In particular, we continue to see a large volume of diaries discussing unfair attacks on Obama by the staff and surrogates of the Clinton campaign. That's fine. Let's call a spade a spade, be angry with Geraldine Ferraro (once or twice), make Mark Penn out to be the devil (as necessary), and all the rest.
But then let's get back to real progressive, grassroots politics, because complaining about the Clinton camp is not going to make it go away. Six recommended diaries about the Ferraro fiasco, even six well-written recommended diaries on the Ferraro fiasco, are four or five too many. We could be discussing the effects of the weak dollar and inflation in food prices on the pocketbooks of average Americans. We could be talking about how Bush is fighting to defend his Saddam-Al Qaida link, in the face of the results of an exhaustive investigation. We could be talking about the newest incident in the mortgage crisis, the default of a large hedge fund in the Netherlands. These issues are being pushed off the recommended diaries list because of unmitigated complaining about something we all know is bad.
No, you say. I want to help Obama. I want to talk about Obama.
Great. Let's really help Obama.
Give money to the Obama campaign.
Help get voters registered before the March 24 deadline in Pennsylvania.

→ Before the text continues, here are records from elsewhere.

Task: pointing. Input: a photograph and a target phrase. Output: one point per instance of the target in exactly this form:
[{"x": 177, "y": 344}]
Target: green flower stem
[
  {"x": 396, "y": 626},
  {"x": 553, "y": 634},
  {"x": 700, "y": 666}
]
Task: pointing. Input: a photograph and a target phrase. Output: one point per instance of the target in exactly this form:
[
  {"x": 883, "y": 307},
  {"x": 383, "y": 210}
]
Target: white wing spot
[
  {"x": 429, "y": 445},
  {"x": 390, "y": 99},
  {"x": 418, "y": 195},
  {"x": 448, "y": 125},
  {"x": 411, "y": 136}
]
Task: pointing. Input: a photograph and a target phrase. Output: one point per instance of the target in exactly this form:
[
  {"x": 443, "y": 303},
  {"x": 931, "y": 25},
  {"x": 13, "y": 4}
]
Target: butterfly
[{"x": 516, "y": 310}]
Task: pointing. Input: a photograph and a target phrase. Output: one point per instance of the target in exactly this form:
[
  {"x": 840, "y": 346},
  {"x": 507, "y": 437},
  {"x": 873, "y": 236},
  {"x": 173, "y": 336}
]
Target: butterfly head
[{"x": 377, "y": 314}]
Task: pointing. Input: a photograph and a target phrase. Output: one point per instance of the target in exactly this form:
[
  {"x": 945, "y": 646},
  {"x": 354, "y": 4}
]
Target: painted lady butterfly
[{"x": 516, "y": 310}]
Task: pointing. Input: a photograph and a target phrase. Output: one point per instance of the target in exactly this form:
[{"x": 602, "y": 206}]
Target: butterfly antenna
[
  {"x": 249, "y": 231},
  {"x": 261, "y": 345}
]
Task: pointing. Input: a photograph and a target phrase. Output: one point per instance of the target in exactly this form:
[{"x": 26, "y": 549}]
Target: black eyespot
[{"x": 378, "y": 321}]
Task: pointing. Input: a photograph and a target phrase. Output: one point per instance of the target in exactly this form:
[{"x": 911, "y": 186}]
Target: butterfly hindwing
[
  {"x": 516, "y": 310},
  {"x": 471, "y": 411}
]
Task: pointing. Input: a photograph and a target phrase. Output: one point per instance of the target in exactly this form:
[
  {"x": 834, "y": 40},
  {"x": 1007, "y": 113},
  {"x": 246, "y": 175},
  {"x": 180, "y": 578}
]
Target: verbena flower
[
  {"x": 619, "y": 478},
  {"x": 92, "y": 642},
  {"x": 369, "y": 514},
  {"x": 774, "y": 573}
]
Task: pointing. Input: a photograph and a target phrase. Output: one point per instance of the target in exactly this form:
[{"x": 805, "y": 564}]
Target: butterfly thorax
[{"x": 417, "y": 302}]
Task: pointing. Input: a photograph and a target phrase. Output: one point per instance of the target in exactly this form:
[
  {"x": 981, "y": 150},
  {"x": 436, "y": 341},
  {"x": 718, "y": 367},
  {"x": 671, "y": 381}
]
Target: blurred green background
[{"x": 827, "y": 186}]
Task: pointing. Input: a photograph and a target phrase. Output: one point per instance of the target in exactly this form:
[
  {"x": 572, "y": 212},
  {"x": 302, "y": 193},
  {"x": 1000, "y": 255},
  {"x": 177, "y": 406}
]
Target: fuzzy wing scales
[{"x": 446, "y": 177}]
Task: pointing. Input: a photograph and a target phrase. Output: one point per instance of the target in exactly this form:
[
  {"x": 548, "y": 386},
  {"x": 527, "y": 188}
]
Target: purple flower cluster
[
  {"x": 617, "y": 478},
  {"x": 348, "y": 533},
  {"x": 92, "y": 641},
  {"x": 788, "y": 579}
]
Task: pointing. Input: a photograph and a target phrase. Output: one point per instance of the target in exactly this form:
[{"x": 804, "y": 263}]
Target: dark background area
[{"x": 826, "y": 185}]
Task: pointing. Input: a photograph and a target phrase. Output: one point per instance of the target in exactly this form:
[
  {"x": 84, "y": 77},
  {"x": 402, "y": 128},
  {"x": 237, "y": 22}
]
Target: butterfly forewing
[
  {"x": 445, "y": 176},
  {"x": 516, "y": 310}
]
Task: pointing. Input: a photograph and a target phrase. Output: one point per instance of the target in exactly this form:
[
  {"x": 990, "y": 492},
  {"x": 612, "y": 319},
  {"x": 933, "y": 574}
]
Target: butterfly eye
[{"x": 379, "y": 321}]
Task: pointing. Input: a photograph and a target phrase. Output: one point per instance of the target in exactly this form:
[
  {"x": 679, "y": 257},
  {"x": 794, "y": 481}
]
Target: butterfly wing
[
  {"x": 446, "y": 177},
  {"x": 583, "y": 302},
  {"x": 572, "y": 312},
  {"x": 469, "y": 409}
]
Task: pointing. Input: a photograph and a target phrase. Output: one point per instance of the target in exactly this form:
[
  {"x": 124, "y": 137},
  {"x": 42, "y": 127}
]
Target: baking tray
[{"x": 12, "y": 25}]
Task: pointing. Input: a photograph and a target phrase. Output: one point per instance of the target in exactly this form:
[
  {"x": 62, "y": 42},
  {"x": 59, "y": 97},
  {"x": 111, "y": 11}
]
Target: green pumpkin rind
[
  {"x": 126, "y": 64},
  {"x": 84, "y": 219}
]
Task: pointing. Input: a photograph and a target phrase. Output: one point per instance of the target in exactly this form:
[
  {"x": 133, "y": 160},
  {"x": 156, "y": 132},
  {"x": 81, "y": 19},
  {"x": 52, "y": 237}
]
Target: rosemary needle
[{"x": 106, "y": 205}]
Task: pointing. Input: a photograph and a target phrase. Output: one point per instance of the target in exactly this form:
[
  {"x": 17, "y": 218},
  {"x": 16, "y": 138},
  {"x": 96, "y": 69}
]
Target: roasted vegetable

Make sure your state and local Democratic representatives know who you, as a concerned constituent, would like them to support as superdelegates in August.
E-mail your friends and family to explain to them why you support the Obama campaign.
Make sure you "concern" your Republican friends about McCain's hypocritical support of lobbyists, his warmongering, his age and frailty... these are issues that all reasonable Americans can agree upon, and those Republican friends of yours just may jump on the Obama bandwagon.
But do not complain about antics from the Clinton campaign any more than is absolutely necesary. If our signal-to-noise ratio goes any lower, we will end up an echo chamber. And every second we spend talking about Hillary's noise rather than real issues is a second we are not helping elect Democrats in November.